All three reviewers noted that the Sharp LCD looked brighter than the Samsung plasma (after calibration, its peak brightness did measure somewhat higher), although DK felt that the difference wasn't much of an issue. The LCD's overall picture contrast turned out to be more controversial. DR and I had a problem with how it handled both shadow details and highlights in images. But blacks looked very rich and deep - the LCD set was much better with this than the plasma, which barely dipped below a very dark gray in most of the clips we looked at. But DR and I both found that shadow details, or the gray tones just above black on the brightness scale, were swallowed up by the LCD in most dark scenes.
At the other end of the scale, whenever a bright image appeared onscreen, both DR and I felt the LCD could produce only a limited range of highlights (the lightest areas in the picture). A good example was a scene of snowy peaks from The Lord of the Rings: The Fellowship of the Ring. On the LCD, mounds and creases in the snow tended to blend into a unified white mass. The same was true in a shot of the space shuttle taking off from the high-def D-VHS tape of Digital Video Essentials. Both the billowing clouds of smoke and the intricate web of white-painted hardware on the shuttle's launch pad looked somewhat featureless and washed out on the LCD compared with the plasma. With most images, DR and I felt the plasma was much more adept at conveying details from both the light and dark ends of the spectrum.
Interestingly, DK disagreed with us on many of these points. Although he acknowledged that highlight details in bright scenes like the space-shuttle launch looked blown-out on the LCD compared with the plasma, he thought the LCD's contrast had more impact overall. He also commented that along with its deeper blacks, the LCD's picture consistently revealed more shadow detail. As for the plasma, he characterized its shadows as being "muddier" than the LCD's. Taking all of these observations into account, the plasma ended up with a slightly higher Contrast score than the LCD.
Color |
If there's one thing that's guaranteed to look different on any two TVs, it's color. Check out a row of sets at your local electronics store, and you'll see what I mean. But even though our efforts to optimize the color setups on both the plasma and LCD were nothing short of heroic, each TV retained a distinct color signature. That factor was given some weight in this part of the evaluation, which covered both color accuracy and the set's ability to reproduce vibrant, natural-looking colors no matter how dark or bright the image onscreen (grayscale linearity).
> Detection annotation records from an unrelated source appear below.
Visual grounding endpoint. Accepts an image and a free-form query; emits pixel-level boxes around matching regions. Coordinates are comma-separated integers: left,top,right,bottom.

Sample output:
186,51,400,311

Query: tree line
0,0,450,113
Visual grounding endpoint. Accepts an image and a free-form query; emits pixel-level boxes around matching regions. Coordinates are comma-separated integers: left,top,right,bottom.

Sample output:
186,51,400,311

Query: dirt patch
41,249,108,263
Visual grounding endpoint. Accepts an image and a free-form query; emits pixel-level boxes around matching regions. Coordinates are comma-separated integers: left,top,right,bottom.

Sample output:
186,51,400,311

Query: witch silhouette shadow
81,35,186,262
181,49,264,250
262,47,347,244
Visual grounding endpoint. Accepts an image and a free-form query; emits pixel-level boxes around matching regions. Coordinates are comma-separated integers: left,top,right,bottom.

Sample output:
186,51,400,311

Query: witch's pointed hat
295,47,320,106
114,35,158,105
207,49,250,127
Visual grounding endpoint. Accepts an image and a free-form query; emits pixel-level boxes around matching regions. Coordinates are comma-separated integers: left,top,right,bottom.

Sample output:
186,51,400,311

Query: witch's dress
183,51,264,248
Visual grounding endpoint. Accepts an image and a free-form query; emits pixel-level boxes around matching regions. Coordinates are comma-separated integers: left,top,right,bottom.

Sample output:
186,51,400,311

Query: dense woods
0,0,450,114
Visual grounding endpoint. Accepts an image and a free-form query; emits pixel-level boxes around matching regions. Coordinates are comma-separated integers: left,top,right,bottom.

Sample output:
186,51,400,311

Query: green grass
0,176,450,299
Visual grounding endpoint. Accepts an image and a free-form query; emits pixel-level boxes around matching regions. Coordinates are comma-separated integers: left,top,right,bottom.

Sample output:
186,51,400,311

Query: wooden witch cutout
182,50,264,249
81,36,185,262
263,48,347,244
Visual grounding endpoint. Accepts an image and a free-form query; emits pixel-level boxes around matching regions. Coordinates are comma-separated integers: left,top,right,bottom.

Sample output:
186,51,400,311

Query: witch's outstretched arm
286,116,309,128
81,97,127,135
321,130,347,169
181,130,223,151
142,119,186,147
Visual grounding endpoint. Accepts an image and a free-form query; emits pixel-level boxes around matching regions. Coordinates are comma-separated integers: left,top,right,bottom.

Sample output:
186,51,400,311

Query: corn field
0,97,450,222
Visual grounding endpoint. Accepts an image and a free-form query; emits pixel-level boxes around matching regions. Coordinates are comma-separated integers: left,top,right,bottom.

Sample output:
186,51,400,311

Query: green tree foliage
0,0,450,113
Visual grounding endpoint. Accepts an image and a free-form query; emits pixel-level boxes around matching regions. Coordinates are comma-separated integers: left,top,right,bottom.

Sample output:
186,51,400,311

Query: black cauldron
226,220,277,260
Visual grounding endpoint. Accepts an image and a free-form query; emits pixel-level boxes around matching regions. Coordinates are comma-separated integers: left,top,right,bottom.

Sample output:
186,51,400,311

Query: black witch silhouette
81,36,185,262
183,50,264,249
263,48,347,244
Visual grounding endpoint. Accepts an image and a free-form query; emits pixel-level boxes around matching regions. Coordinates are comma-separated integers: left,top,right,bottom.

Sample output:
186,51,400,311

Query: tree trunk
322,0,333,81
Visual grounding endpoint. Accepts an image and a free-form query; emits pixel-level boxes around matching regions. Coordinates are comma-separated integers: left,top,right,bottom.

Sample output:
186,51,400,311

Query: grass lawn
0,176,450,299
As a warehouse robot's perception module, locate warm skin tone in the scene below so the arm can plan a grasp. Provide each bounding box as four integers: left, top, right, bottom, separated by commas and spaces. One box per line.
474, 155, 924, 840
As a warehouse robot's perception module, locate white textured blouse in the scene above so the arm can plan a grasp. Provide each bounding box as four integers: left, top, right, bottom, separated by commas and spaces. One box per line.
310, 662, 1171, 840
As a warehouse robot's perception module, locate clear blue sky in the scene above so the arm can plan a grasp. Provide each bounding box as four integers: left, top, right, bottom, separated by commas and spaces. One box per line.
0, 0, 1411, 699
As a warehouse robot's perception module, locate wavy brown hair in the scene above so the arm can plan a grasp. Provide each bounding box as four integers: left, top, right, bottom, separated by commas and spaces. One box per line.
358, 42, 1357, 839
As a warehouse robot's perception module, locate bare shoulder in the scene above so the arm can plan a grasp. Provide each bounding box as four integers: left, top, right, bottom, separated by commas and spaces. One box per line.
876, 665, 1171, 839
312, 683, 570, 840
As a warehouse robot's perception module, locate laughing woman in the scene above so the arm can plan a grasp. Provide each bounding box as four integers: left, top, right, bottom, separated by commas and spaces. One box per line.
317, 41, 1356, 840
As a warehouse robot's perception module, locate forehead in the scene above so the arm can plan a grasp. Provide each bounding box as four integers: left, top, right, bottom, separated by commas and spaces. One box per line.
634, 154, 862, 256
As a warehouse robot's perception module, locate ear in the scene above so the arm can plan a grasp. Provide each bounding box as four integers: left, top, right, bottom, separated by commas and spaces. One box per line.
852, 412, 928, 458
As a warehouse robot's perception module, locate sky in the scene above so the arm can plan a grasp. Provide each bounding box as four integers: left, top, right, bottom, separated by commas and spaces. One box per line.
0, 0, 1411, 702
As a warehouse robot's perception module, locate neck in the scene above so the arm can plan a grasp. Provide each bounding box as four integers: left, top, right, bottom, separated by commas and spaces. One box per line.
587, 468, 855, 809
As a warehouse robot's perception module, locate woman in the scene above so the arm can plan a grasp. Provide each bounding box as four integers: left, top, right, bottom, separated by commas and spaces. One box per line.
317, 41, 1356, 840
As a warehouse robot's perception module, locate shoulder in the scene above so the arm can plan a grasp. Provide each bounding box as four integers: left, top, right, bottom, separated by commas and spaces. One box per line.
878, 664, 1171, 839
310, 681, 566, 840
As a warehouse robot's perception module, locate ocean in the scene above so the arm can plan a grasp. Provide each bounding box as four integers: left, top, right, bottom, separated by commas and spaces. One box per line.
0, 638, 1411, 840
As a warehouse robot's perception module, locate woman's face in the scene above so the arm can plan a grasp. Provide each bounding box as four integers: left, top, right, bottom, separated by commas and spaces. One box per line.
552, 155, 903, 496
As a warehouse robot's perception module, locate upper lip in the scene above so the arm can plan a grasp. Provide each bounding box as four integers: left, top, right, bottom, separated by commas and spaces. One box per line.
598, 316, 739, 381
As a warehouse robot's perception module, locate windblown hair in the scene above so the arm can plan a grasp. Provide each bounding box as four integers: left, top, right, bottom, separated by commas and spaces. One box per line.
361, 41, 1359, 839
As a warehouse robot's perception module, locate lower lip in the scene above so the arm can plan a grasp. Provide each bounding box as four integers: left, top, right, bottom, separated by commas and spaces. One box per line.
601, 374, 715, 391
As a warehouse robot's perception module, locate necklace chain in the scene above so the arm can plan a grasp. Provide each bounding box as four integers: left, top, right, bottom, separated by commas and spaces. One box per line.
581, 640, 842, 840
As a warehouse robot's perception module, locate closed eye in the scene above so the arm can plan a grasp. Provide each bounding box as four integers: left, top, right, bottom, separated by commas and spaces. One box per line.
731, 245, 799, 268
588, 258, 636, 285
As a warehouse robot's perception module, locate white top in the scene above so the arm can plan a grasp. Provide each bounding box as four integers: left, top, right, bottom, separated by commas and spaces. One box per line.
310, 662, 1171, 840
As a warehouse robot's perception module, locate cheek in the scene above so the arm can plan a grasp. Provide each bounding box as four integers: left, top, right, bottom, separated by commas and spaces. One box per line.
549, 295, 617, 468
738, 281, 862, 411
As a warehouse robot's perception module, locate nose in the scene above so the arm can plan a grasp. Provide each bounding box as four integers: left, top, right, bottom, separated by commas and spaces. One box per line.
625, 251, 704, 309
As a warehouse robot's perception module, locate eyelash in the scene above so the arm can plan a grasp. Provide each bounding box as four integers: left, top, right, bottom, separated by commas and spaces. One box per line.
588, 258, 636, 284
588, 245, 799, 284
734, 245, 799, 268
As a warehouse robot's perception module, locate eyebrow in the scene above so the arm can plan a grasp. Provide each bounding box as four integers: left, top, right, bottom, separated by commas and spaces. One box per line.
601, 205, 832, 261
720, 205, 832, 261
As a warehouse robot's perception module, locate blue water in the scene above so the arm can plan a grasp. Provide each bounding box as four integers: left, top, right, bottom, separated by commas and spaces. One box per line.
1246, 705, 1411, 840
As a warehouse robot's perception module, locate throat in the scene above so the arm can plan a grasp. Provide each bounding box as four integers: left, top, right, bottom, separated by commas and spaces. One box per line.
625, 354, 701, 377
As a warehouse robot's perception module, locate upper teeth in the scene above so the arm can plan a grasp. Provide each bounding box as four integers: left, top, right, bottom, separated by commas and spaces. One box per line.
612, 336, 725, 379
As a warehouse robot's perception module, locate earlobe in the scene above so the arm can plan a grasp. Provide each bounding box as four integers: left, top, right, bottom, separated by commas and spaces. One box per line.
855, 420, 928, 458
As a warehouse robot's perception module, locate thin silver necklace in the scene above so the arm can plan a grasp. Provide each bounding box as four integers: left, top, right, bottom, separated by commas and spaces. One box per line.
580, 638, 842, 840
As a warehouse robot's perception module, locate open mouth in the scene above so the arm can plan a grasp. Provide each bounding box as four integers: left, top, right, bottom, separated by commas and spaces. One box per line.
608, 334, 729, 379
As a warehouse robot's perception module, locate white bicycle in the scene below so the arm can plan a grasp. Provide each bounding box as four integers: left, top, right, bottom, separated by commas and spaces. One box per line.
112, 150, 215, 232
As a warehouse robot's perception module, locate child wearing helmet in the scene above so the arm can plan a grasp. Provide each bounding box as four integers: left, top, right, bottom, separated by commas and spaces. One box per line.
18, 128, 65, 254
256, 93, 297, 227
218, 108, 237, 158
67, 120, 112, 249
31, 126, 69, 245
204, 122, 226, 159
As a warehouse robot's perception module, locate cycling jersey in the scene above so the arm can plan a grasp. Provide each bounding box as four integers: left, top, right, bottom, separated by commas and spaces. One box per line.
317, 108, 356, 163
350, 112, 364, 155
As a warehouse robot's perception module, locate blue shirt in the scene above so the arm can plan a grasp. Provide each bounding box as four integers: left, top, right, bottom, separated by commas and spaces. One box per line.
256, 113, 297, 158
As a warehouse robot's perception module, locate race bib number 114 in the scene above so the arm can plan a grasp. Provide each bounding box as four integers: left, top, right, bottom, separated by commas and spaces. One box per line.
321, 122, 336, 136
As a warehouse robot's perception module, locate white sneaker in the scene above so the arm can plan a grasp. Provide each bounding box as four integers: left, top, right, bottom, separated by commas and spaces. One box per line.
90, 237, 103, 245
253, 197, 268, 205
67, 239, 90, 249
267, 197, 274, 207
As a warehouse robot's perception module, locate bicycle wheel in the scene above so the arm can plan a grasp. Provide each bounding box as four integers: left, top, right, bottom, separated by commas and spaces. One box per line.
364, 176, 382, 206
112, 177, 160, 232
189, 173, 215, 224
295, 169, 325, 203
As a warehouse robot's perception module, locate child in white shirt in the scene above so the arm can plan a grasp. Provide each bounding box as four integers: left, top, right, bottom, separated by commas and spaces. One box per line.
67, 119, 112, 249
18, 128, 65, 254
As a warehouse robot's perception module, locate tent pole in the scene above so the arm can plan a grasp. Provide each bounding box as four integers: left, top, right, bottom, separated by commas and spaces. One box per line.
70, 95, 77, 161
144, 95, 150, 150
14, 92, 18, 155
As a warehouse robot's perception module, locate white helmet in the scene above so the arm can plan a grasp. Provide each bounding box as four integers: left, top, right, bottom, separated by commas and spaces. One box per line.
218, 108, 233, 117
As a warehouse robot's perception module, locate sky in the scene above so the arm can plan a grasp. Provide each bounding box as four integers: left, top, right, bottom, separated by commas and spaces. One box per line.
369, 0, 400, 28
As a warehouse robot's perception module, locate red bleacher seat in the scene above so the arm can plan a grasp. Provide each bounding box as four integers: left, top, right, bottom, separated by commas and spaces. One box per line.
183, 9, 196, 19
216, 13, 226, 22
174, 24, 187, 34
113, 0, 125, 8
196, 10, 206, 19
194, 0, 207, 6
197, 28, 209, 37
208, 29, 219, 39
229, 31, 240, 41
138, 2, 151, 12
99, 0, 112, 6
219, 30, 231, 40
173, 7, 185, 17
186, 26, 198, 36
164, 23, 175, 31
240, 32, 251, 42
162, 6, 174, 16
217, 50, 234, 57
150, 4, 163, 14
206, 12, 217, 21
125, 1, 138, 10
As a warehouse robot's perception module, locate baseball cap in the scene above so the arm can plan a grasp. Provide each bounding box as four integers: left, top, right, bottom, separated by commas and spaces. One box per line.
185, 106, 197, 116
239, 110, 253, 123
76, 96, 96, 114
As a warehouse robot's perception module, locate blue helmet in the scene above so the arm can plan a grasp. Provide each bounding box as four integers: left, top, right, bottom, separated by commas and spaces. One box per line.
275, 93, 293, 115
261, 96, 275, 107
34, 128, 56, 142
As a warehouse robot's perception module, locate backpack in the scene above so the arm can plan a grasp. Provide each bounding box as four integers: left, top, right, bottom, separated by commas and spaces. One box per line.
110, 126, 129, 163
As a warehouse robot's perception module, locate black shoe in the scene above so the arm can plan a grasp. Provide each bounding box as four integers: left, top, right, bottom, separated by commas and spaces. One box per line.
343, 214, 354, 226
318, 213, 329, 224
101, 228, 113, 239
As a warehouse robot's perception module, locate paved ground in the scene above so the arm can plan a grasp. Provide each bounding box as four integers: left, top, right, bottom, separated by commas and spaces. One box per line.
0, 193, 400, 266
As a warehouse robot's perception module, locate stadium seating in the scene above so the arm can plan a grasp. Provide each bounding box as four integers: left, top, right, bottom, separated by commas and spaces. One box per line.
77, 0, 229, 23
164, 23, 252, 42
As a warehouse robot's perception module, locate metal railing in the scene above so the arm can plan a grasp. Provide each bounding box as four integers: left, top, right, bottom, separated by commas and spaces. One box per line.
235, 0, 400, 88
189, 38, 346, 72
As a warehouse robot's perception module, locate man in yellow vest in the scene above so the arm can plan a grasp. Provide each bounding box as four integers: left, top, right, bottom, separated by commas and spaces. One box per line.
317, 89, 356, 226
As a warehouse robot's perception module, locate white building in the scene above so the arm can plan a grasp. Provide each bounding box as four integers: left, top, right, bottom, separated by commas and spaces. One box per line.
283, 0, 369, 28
The LCD's color rendition held greater appeal for DK, although he did comment that its primary colors seemed less accurate than the plasma's. Watching both DVDs and HDTV, he thought the LCD's color was better saturated, with more natural reds. He wasn't too bothered by the set's tendency to go greenish in dark scenes - a sticking point for DR and me. As for the plasma, DK thought that it emphasized reds, making Frodo's face in The Fellowship of the Ring look too flush in closeup shots.
While the LCD color performance was good, I thought it looked less natural than the plasma. I found that it emphasized reds, making faces look slightly sunburned. DR also picked up on this, but he saw the problem as more in the yellows, which he felt were being shifted toward orange. We both also noted that the LCD's colors tended to look pale in bright shots. I called the plasma's color "CRT-like," meaning that the picture was vibrant and deep, with a wide range of subtle hues visible in both light and dark images. After I tallied up the positive and negative comments, plasma took the Color round by two to one.